Others have been through a careful screening process after developing long-term relationships with small farmers and artisan cooperatives around the world.
Most sell online or through small boutiques and shops.
“During the holidays we get all this stuff. It’s all about the stuff and we never take the time to think about where it came from and who made it,” said Renee Bowers, executive director of the Fair Trade Federation, based in Wilmington, Del.
“Fair Trade is really talking about a commitment and the relationship between a buyer and a seller as a method of poverty alleviation,” she said.
The Fair Trade Federation publishes its core principles at Fairtradefederation.org/principles. Transparency is a stalwart in the Fair Trade movement, but if you don’t want the hassle of digging deep into the business arrangements behind the baskets, home decor or accessories you choose as gifts, the federation has about 250 screened members in the United States and Canada.
About 20 years ago, in the southeast forests of the Indian state of Rajasthan, a nature preserve was established to preserve the habitat of tigers. People living on the land for centuries were forced off, away from access to wood and water supplies.
Dastkar Ranthambore was established to help villagers relocate just outside the park and provide women a way to generate income.
Among their products are table coverings, placemats and bedspreads inspired by traditional animal murals. They’re created using a hand-blocked printing technique in earth tones, as well as bright blues, greens and yellows.
“The women have an open-air workshop where they work together doing embroidery and sewing,” Bowers said. “They’ve been able to, over time, build houses and really create a sustainable living situation.”
Roasting in small batches from its Humboldt location in Milwaukee’s Riverwest neighborhood, Alterra sources about 40 percent of its beans from Fair Trade-certified growers and the rest from small farmers “who are doing a good job in the way they treat the land, their workers and the environment,” says George Bregar, Alterra’s director of coffee. Alterra has developed strong relationships with small farmers in Latin America, east Africa and Indonesia, helping some of them gain access to financing.
For gift-giving, Alterra offers a 100-percent certified Fair Trade gift box, as well as “featured farms” gift boxes that feature coffees from some of the company’s favorite growers.

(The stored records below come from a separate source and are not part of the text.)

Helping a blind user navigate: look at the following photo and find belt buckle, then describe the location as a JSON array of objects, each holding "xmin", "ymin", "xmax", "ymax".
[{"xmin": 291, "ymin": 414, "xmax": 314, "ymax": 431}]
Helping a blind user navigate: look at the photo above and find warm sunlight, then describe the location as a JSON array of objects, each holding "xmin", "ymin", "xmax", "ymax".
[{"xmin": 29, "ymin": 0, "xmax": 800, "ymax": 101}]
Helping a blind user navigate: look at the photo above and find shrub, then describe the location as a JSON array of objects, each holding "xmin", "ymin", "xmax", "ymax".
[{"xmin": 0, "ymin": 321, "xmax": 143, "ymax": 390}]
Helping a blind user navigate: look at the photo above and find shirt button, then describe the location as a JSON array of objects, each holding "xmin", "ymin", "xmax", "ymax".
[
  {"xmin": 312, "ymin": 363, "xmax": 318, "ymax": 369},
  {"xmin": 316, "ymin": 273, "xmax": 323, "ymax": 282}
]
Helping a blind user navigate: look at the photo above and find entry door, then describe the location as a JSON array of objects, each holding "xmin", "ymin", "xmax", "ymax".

Handbags and other accessories made of recycled aluminum pull tabs from cans may not be for everyone, but Escama Studio in San Francisco connects their customers with women’s collectives in Brazil where their products are made.
Each item comes with a tag introducing the creator in Brasilia. The company’s website, Escamastudio.com, offers a place where the recipient can write a message to the gift’s creator. Escama translates the messages into Portuguese and sends them on.
Some of the Escama looks incorporate a traditional crochet technique into contemporary Western designs. In addition, the company funds computer literacy programs for those interested among the more than 100 women it works with.
“It’s kind of a cool example of how Fair Trade organizations are trying to innovate in order to support artisans,” Bowers said.
Giftier items include the small Smart Bag, with a fabric liner and detachable cross-body strap, and the Shaggy Bag, a “wristlette” with long fringe in black or silver.
We’ve all seen tote bags made of recyclables. The nonprofit Nomi Network, operating in Cambodia, employs women and girls who were victims of human sex trafficking or are at risk. They make tote bags out of colorful, graphic fish-feed and rice bags.
The Manhattan-based Nomi Network, named for a victim whom co-founder Diana Mao once met, partners with rehabilitation homes and other organizations in Cambodia to train and educate the women who sew the bags. The company also works with trafficking victims in India.
In addition to totes and wallets, Nomi sells a canvas bag with the slogan, “Buy Her Bag, Not Her Body.”
Key to the partnerships Nomi has in Cambodia is providing sustainable employment within the emotional support structure the traumatized women rely on, Bowers said. The company also helps connect them with training in other career fields.
Find the projects at Nominetwork.org.